Tenho duas filhotas queridas: Luana Lis, de 6 anos e 1 mês; e Mariana Flor, de 2 anos e 5 meses. Amamentei a primogênita até os 2 anos e 5 meses e estava planejando desmamar a caçula quando ela completasse essa mesma idade. Ai, ai, ai, o prazo está caducando… Mas sou mamífera de carteirinha! Não nasci para tirar o doce (leite) da boca da criança! Adoro os meus grudinhos como penduricalhos.

Ainda não estou muito certa se chegou a hora da Mariana, ou melhor, se chegou a minha hora. Quando imagino o fim dos nossos lácteos encontros, sinto um treco esquisito, pressinto uma saudade ardida, daquelas que umedecem os olhos.

Não foi difícil desleitar a Luana. Certo dia, mostrei-lhe uma faixa enrolada aos seios e disse que eles estavam dodóis; por isso, eu não poderia lhe dar o mamazinho. Quando eu chegava do trabalho, ela vinha correndo me encontrar, com a mesma pergunta: “Sarou, mamãe? Deixe eu ver”. Isso durou uns três dias. Ela demonstrava dó de mim, e eu também ficava com pena dela (na verdade, mais de mim que dela). Eu chorava no quarto, enquanto meu marido colocava a Luana para dormir. O coitado não sabia se acudia a mulher plangente ou a filha. Mas a adaptação foi superpositiva, e o consolo veio logo. Não mais podendo se utilizar do meu peito como chupeta, Luana passou a dormir a noite toda já no primeiro dia de desmame! Parecia milagre para uma criança que acordava no mínimo quatro vezes por noite.

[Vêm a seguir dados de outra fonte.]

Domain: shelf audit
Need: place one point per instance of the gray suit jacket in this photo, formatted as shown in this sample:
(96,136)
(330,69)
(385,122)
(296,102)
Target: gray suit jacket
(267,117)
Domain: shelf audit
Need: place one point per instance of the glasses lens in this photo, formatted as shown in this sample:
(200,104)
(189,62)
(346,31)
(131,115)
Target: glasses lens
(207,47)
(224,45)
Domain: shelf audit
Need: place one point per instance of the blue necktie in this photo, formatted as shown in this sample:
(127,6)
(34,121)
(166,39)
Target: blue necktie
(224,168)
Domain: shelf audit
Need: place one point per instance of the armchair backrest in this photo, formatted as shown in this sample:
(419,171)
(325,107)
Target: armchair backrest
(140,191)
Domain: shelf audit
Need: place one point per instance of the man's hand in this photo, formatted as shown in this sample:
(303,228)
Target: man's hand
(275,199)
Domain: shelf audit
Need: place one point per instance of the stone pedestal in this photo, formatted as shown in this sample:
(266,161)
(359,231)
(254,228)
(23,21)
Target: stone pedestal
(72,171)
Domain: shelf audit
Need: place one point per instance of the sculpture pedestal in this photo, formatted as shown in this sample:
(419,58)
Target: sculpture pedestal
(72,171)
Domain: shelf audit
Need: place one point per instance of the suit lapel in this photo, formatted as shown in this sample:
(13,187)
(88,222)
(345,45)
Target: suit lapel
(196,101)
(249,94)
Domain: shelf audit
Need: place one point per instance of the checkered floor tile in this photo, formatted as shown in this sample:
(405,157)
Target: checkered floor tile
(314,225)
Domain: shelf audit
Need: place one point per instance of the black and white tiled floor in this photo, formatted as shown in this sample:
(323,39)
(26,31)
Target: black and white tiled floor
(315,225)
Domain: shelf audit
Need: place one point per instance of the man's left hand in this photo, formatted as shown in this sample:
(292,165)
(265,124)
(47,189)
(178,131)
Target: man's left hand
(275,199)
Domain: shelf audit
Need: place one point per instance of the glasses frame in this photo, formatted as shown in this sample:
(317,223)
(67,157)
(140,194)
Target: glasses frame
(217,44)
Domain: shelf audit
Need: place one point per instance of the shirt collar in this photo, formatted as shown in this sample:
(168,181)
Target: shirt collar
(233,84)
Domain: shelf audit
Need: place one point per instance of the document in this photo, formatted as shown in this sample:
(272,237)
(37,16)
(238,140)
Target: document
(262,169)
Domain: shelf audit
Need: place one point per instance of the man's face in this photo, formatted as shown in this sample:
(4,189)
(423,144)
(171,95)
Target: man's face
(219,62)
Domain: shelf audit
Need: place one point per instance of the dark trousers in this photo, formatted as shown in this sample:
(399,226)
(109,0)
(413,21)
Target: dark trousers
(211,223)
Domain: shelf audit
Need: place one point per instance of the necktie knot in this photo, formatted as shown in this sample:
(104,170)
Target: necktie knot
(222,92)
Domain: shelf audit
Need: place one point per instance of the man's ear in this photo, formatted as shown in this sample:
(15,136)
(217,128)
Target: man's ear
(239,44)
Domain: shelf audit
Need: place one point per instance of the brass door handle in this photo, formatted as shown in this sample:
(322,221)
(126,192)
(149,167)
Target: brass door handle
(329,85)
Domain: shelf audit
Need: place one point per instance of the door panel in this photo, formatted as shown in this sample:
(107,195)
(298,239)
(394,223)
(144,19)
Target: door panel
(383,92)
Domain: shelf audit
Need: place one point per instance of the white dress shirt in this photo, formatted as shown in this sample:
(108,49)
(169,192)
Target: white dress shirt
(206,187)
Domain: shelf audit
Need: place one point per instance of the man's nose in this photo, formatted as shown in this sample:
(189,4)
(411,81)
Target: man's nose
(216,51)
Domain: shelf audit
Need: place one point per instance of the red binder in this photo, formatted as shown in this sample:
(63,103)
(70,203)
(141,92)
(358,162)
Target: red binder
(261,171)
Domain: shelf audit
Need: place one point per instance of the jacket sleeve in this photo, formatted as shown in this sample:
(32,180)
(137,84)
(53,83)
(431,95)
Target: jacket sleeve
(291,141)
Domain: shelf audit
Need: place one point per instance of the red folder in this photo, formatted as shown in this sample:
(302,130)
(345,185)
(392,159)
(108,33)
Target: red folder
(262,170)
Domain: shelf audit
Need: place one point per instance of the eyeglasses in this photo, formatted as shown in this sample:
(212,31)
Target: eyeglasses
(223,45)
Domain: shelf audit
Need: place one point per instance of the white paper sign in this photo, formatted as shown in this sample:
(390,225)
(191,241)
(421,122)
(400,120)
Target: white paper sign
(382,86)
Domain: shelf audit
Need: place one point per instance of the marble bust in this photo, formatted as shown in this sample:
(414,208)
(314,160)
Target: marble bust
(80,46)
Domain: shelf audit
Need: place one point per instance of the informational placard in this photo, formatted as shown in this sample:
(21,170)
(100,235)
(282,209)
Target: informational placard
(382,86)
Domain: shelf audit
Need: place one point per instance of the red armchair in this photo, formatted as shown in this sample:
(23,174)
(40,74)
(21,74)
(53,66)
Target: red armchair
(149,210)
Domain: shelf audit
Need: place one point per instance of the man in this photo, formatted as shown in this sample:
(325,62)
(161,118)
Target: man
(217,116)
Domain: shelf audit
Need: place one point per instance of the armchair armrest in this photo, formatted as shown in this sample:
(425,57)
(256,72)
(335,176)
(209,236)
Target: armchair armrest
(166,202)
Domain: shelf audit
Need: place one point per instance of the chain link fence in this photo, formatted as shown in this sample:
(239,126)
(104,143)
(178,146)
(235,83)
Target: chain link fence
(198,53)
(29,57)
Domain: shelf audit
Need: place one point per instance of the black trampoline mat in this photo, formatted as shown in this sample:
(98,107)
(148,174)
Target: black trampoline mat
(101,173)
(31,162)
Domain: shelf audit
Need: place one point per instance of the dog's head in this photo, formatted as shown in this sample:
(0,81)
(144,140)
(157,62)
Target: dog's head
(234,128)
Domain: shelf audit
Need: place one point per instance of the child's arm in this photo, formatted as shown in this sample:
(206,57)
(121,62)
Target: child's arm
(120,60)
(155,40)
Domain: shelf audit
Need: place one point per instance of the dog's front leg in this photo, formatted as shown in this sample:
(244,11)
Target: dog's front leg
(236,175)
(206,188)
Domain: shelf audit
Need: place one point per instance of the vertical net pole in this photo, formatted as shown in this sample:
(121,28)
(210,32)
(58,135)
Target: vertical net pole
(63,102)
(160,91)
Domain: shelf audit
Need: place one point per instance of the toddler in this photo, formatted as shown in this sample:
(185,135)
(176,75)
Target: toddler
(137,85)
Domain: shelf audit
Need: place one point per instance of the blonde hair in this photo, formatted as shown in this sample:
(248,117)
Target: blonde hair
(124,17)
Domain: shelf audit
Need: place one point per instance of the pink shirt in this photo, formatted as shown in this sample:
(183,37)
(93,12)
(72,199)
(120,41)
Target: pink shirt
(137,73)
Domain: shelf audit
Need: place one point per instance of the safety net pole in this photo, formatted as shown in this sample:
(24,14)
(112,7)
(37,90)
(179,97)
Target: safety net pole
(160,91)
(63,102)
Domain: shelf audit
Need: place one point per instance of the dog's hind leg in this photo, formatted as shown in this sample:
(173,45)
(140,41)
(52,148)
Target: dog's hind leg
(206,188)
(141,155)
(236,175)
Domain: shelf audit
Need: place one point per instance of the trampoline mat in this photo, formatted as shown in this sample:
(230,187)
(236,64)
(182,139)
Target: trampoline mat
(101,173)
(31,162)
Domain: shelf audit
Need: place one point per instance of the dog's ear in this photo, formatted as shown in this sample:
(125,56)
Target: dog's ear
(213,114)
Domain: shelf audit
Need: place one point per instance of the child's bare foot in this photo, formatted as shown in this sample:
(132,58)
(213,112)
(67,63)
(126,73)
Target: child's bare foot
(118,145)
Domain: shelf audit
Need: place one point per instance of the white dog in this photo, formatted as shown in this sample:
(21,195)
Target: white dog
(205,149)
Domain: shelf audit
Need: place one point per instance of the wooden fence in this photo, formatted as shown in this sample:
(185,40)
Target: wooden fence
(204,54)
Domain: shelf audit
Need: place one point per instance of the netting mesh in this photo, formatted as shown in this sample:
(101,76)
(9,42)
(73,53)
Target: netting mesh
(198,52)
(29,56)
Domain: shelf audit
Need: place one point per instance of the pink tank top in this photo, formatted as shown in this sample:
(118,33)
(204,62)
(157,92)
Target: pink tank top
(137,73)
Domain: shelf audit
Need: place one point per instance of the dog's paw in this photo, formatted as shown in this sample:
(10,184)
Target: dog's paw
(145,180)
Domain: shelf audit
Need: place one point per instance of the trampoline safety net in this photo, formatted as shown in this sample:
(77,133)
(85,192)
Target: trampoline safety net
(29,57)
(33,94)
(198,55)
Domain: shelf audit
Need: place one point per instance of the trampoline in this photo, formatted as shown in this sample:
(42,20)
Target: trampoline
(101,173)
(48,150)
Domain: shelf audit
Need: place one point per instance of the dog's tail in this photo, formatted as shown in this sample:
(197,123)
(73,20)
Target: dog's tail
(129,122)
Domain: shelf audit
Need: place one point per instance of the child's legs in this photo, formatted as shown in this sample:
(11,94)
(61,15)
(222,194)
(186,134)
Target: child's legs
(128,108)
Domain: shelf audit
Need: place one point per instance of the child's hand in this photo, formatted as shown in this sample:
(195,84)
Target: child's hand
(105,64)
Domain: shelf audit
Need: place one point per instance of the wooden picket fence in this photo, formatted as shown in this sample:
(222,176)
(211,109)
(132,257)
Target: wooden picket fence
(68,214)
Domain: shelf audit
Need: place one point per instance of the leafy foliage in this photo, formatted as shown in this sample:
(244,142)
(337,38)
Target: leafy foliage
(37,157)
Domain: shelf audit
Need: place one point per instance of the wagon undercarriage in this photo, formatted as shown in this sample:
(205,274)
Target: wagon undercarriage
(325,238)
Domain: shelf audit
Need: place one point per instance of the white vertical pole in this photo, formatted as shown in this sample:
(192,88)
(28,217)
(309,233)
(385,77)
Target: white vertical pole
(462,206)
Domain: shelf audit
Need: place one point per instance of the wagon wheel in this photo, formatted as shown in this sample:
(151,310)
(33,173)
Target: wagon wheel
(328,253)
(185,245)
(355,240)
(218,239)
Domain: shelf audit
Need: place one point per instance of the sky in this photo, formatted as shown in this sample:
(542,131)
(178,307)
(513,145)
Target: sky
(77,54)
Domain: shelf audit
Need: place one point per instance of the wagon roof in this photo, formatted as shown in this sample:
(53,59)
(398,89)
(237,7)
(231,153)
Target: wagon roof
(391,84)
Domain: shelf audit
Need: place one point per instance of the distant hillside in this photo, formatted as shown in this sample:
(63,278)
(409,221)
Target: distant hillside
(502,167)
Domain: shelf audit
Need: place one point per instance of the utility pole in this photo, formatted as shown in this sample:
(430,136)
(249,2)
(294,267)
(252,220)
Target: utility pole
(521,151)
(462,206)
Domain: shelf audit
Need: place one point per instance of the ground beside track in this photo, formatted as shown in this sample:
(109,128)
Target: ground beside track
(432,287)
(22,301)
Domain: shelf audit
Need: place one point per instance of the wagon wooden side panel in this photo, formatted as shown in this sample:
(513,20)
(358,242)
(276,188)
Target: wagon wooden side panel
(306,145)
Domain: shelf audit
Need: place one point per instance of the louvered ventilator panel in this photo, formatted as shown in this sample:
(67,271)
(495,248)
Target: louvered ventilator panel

Desleitei a Luana porque eu precisava dormir! O motivo do meu cansaço (em razão do acorda e levanta toda hora para amamentar a Luana) era forte. E agora? Qual é a “desculpa” para eu tirar a Mariana do peito? O anjinho tem dormido bem melhor, chamando-me apenas uma ou duas vezes por madrugada. A bezerrinha merece “condenação”? Vocês precisam ver o sorriso dela, pedindo, em volume aumentativo: “Mamãe, quero mamar, mamar, mamar!”. E quando ela termina um lado: “Quero mais. O outro, o outro, o outro”. É o trem mais fofo do planeta!

Há quem diga que o bebê precisa ser desmamado logo — para se tornar mais independente e para não interferir na alimentação. E no caso da mãe completamente presa a seu pingentinho sugador? Como incentivá-la a tirar o peito do filho?

Muitos reprovam quem amamente até a criança ficar grandinha. “Ela ainda mama? Não acredito! Isso vai até quando? Até o baile de debutantes? Até o casamento?”. É um povo que teima em se intrometer na relação e na refeição dos outros, hein?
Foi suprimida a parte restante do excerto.